The economic uncertainty of the pandemic has forced many companies to hold off on deploying capital or making any major changes. But lease renewals are inevitably going to come up during 2021, and many firms will be forced to make a decision.
That has already begun to happen, according to Hicks. Now that office occupancy has returned to about 50% across his portfolio, tenants are more interested in planning for the future.
“Now they’re finally sort of addressing it, as opposed to kicking the can to the last minute,” Hicks said.

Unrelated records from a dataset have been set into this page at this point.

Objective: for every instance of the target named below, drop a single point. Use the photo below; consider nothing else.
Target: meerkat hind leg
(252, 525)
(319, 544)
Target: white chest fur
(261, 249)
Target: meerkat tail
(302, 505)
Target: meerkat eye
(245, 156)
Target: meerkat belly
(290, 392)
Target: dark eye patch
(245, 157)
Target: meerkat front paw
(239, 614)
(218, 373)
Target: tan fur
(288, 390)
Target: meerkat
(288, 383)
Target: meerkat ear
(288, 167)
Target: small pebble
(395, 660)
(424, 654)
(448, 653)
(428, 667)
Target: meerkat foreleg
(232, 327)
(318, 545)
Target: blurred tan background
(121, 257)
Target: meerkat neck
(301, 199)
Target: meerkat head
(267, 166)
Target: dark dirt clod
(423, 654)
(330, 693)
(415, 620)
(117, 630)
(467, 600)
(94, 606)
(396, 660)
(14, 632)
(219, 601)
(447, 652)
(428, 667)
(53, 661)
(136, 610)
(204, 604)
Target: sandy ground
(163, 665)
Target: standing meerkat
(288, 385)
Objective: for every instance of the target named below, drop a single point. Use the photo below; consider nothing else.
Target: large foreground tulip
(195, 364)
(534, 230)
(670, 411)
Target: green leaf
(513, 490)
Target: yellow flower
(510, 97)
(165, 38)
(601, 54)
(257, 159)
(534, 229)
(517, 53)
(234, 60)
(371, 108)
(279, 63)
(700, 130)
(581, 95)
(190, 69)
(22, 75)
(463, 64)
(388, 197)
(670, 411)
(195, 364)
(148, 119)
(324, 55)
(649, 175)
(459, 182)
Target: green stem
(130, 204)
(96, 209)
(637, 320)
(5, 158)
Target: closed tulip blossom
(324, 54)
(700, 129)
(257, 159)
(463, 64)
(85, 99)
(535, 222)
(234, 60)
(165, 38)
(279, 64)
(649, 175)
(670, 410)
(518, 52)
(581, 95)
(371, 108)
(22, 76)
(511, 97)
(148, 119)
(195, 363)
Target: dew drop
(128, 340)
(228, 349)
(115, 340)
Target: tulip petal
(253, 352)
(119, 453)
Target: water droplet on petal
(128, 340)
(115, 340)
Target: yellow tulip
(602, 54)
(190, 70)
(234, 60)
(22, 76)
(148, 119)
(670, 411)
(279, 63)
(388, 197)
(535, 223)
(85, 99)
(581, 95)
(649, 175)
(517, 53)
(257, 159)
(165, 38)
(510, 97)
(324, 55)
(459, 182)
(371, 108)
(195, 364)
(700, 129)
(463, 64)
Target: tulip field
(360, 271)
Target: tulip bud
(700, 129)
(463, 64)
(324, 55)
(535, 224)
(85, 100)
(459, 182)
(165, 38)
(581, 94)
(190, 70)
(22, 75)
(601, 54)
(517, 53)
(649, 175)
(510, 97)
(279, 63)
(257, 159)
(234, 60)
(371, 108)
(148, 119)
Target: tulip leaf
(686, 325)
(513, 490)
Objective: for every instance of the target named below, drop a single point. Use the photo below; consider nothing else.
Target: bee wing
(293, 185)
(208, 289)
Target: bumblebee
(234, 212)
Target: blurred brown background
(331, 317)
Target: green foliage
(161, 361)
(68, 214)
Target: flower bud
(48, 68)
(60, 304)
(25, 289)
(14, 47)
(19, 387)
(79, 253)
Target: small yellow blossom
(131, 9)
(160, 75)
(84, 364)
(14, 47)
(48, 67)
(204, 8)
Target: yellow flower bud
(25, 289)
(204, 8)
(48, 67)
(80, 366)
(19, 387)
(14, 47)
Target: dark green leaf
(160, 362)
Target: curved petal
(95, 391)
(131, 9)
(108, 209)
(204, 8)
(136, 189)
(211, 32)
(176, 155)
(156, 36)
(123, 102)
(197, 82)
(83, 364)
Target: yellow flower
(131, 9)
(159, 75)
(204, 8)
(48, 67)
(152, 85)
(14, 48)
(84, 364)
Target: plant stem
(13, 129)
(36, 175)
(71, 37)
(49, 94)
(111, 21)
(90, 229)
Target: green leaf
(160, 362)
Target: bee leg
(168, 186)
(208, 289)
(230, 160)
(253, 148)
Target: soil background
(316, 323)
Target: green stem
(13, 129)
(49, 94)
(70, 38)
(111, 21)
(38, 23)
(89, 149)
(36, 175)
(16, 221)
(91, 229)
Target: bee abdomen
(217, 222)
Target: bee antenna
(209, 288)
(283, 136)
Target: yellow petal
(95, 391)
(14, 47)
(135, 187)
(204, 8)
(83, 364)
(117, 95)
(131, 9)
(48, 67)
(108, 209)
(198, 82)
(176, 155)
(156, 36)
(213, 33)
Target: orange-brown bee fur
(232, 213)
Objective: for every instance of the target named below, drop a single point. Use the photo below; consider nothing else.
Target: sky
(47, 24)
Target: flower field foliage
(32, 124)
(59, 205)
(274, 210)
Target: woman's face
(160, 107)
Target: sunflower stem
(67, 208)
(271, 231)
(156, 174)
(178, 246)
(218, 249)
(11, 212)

“While they want to stay in the building, for the most part, we’re not seeing the length of term go out as much as we have in the past. I’ve seen as much as five and 10 [years]. You see more of a shorter-term extension, but we’re hopeful that will change,” Little said.
As Houston-based companies continue to evaluate their office footprints, there could be one positive trend in 2021 and beyond: corporate relocations.
“I do believe in 2021 and going forward, I’m expecting to see a lot of real corporate relocations coming to Texas. Now it comes down to our city’s leadership — how many of those corporate relocations come to Houston versus go to Austin or Dallas?” Nitya Capital CEO Swapnil Agarwal said.
Companies that do relocate to Houston will have their choice of office space: The city had a direct office vacancy rate of 19% during the third quarter of 2020, according to Transwestern’s most recent office market report. Total availability, which includes office space that is not yet vacant, amounted to 25%.
Many of those buildings were built in the 1970s and 1980s, and landlords will need to perform significant renovations if they hope to be competitive.
“Half of our office market in Houston was built between 1979 and 1983. So as these buildings are approaching 40-year-old-plus vintage, it’s just imperative for them to upgrade to add amenities and kind of keep up with the wellness trend, or, frankly, they’re just obsolete,” Lee said.
Hicks said most of the low-rise existing Class-B and Class-C office product will disappear over the next decade because the land in Houston will become far more valuable than the building itself.
“I’d say the low B and C market, unless you have just a really, really compelling location, you’re going to be something else in the next 10 years via a land adaptive reuse to some other product,” Hicks said.